India warns rising oil prices could hit global recovery

April 18, 2011 - 0:0

India Saturday warned that the global recovery from the worst financial crisis in decades may be jeopardized by a sustained rise in oil prices and speculative movements in commodity derivative markets.

“The global recovery may be jeopardized by a sustained rise in oil prices,” Reserve Bank of India Governor Duvvuri Subbarao said participating in the International Monetary Fund (IMF) and World Bank spring meetings here.
“Speculative movements in commodity derivative markets are also causing volatility in prices,” he said.
Special Drawing Rights or SDRs cannot be a reserve currency in the international payment system as it does not meet the necessary conditions to play this role, Subbarao said.
“The SDR has to be accepted as a liability at the IMF , has to be automatically acceptable as a medium of payment in cross-border transactions, be freely tradable and its price has to be determined by forces of demand and supply,” he said.
“As the SDR does not satisfy these conditions, it cannot be a reserve currency in the international payment system.”

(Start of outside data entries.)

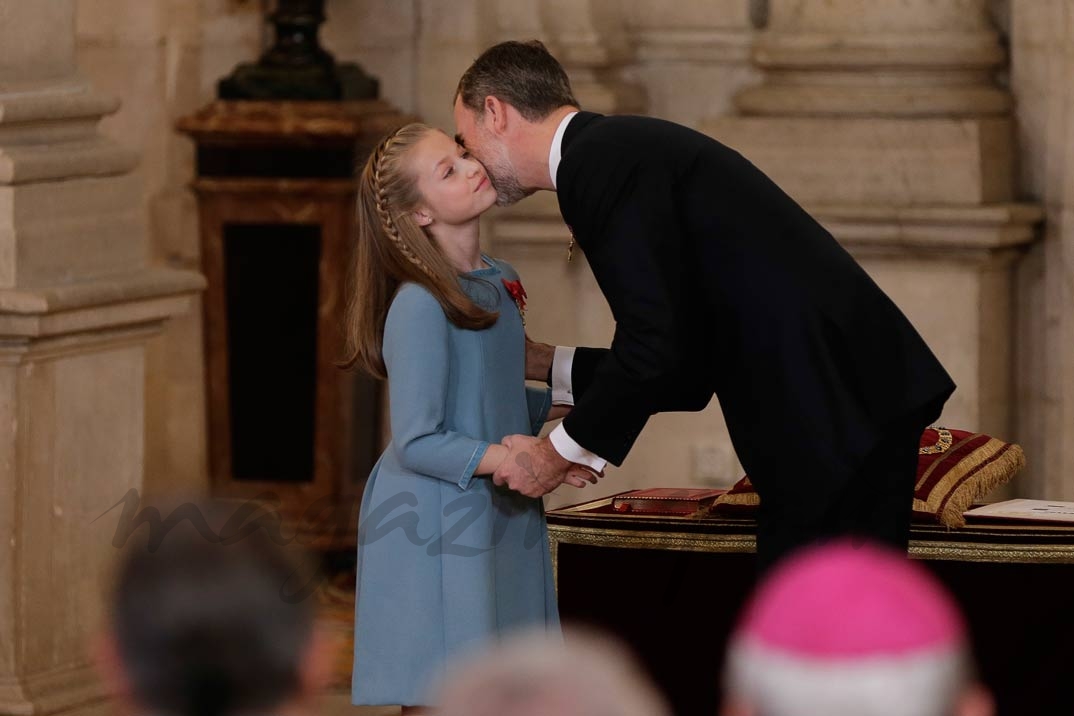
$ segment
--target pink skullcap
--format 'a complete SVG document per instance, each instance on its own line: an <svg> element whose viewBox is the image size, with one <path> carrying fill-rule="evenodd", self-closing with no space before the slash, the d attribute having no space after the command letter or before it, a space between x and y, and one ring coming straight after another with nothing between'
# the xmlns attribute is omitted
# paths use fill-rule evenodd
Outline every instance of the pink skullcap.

“Going by the recent initiatives, if at all there is a move to alter the composition of the SDR basket, we could consider including currencies of those dynamically emerging market economies that satisfy the existing inclusion criteria,” Subbarao said.

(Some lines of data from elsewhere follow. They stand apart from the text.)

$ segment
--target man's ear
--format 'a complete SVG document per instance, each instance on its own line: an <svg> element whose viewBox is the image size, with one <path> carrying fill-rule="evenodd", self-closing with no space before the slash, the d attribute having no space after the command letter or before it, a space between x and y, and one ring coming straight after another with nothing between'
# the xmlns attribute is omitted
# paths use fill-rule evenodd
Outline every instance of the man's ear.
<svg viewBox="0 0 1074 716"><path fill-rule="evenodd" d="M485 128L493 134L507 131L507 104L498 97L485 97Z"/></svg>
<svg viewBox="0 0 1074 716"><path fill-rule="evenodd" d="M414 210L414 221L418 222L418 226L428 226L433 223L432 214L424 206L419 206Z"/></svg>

In particular, these currencies should be fully convertible on capital account with a market determined exchange rate, he said.
Earlier, speaking on the Global Economy and Framework at the G-20 Ministerial Meeting, he said the success of the G-20 collective effort towards this end is critical for a durable global economic recovery and for better global economic and financial governance.
“An effective outcome is needed to provide a signal that the G-20 is not only serious in ensuring strong, sustainable and balanced growth for the world economy going forward, but that it is, and it intends to remain, an effective and relevant institution for addressing current structural problems in a fast evolving global economy,” Subbarao said.